Interest has been drawing quite a bit of interest recently. It is therefore appropriate to consider the subject from a legal standpoint.

The current high interest rates charged by lenders creates special problems, especially for creditors. Construction industry creditors experience late payments in greater proportion now than in the recent past-their debtors are cash poor.

The impact of delayed payments is aggravated by the fact that those same creditors must pay huge interest rates for their needed funds while waiting for payments of their receivables.

Frequently, creditors do not have arrangements with their debtors to receive interest on unpaid debts at rates comparable to those which they must pay.

Unless otherwise provided by contract or special statute, the rate Of interest to which a creditor is entitled is generally fixed by state law The statutory interest rates are usually less than prevailing market interest rates although some state legislatures are now tying legal interest rates to fluctuating percentages.

Low “legal” interest rates frequently prompt debtors to delay making payments because they would otherwise be unable to borrow at the lower rates. They accordingly “borrow” from their creditors by not paying.
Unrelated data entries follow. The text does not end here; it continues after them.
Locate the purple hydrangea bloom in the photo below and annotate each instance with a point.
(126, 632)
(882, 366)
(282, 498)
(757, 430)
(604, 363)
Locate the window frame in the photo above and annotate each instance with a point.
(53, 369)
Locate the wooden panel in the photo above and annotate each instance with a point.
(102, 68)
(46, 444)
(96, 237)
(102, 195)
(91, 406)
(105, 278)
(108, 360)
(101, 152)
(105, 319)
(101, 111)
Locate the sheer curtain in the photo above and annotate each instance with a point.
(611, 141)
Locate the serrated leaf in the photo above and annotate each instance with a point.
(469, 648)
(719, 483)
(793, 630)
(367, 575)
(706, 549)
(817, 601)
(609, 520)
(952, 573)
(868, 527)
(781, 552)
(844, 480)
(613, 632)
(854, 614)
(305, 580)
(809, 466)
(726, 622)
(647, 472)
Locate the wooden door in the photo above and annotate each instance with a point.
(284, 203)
The astute businessman must therefore protect himself against the cost of-money crunch. One way would be to contractually provide for interest at a rate greater than the legal rate.

Contracts, signed purchase orders and/or credit applications should be written to provide for interest at a reasonable rate. Customers are not likely to balk at the higher rate at the time they contract. If they do, simply ask: “Don’t you expect to pay on time?”
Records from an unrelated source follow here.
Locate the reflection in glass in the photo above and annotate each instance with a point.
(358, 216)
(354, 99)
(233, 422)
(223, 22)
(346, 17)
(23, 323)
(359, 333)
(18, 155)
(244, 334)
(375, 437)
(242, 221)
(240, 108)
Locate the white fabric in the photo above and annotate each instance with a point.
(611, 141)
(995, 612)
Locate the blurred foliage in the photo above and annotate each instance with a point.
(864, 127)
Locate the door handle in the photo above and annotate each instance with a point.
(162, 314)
If a higher interest rate is not fixed in advance, the creditor should consider contacting his debtor and agreeing only to payment delay on condition that the debtor agree, in writing, to pay interest at an agreed higher percentage.

The practice of printing a note on billings that unpaid bills will draw interest at some high rate of interest may not be legally enforceable, absent a specific agreement to that effect or acquiescence by the debtor.

If a construction-related creditor pursues his mechanic’s lien remedies, the applicable Colorado statute provides for interest at a rate of twelve percent per annum. Colorado court decisions appear to indicate that this rate of interest applies from the date the mechanic’s lien statement is filed and until payment is made. Groussman Investment Co. v. York Plumbing and Heating, 166 Colo. 382, 443 P.2d (1968~. This provision is somewhat better, but twelve percent may still be less than what the creditor might have to pay for his borrowings.

It is essential that creditors pay careful attention to assure themselves that their receivables do not cause severe cash flow consequences because of high interest rates. Credit management can alleviate some of these problems if carefully studied and timely action is taken to protect against the impact of high interest rates.